You could write a decent history of the United States just by writing a history of the national debt. It led to political divisions as soon as the country got started.
President George Washington's cabinet had two brilliant men who couldn't agree on much of anything. One was Alexander Hamilton, secretary of the treasury; the other was Thomas Jefferson, secretary of state.
Hamilton was a Federalist. He wanted a strong central
government and didn't like states. He was suspicious of
democracy: The people are turbulent and changing; they
seldom judge to determine right.
He persuaded the federal government to assume debts from
the Revolutionary War, rightly believing that this would
make a stronger central government. Since the government's
bonds would be held by the moneyed class, this would give
the rich a stake in the success of the new government. A
national debt, if it is not excessive, will be to us a
national blessing,
he declared.
Jefferson agreed with Hamilton that a national debt meant a strong central government aligned with commercial interests. But that is not what Jefferson wanted. While president, he labored to reduce the debt.
As he explained in a letter, the principle of
spending money to be paid by posterity ... is but swindling
on a large scale.
Jefferson's political organization was known as the Republican Party, which over the years became the Democratic-Republican Party and eventually, the Democratic Party. Hamilton's Federalists withered away -- but the national debt remained.
To return to recent times, the annual federal budget began to run at a surplus during Bill Clinton's administration, but the accumulated deficit still grew by $1.42 trillion to reach $5.77 trillion on Sept. 30, 2001.
The 2000 Republican platform stated that we are also
determined to protect Medicare and to pay down the national
debt. Reducing that debt is both a sound policy goal and a
moral imperative.
The Republicans won the White House, maintained control of the House of the Representatives, and have controlled the Senate since 2003. So if their word means anything, especially when it comes to moral imperatives, the debt should be decreasing.

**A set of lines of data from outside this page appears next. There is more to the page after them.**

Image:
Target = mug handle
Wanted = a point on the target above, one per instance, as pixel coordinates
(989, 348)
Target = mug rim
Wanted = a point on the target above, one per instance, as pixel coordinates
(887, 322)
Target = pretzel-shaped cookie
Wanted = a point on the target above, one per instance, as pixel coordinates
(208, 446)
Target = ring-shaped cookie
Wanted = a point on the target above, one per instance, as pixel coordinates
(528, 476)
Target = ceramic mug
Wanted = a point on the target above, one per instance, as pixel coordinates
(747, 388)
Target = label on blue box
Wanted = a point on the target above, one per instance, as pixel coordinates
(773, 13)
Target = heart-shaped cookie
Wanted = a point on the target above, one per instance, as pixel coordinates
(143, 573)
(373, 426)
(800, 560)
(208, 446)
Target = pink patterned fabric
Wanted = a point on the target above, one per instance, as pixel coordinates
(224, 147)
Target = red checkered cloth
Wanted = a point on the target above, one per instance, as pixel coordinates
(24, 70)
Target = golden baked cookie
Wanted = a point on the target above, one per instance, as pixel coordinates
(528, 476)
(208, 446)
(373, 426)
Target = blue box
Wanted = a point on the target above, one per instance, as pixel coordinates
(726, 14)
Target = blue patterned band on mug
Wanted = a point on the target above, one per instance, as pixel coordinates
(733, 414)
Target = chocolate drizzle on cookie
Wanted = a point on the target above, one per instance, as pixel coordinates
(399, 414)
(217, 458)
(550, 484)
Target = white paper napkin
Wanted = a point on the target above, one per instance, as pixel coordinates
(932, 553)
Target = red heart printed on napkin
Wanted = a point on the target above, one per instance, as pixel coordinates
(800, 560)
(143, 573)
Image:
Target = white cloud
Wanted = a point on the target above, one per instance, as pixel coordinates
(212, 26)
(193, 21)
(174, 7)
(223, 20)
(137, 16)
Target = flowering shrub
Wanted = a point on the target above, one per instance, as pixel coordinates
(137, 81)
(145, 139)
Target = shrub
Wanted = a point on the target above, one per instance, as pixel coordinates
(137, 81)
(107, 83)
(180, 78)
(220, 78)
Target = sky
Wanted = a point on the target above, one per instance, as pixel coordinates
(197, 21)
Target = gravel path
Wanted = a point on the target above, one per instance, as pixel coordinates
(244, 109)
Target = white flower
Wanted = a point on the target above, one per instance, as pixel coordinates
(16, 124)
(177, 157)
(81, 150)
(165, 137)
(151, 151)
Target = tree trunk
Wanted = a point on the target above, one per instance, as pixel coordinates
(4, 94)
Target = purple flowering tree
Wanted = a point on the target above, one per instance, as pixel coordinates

But it continues to grow, and the Bush budgets contain record annual deficits, like $521 billion for this fiscal year. That is the approximate amount of the accumulated gross federal debt in 1976. Bush the Younger will borrow more in one year than the federal government borrowed in its first two centuries.
However, he can probably find a speechwriter to spin these numbers away, perhaps by using the Noonan method: a flat-out lie.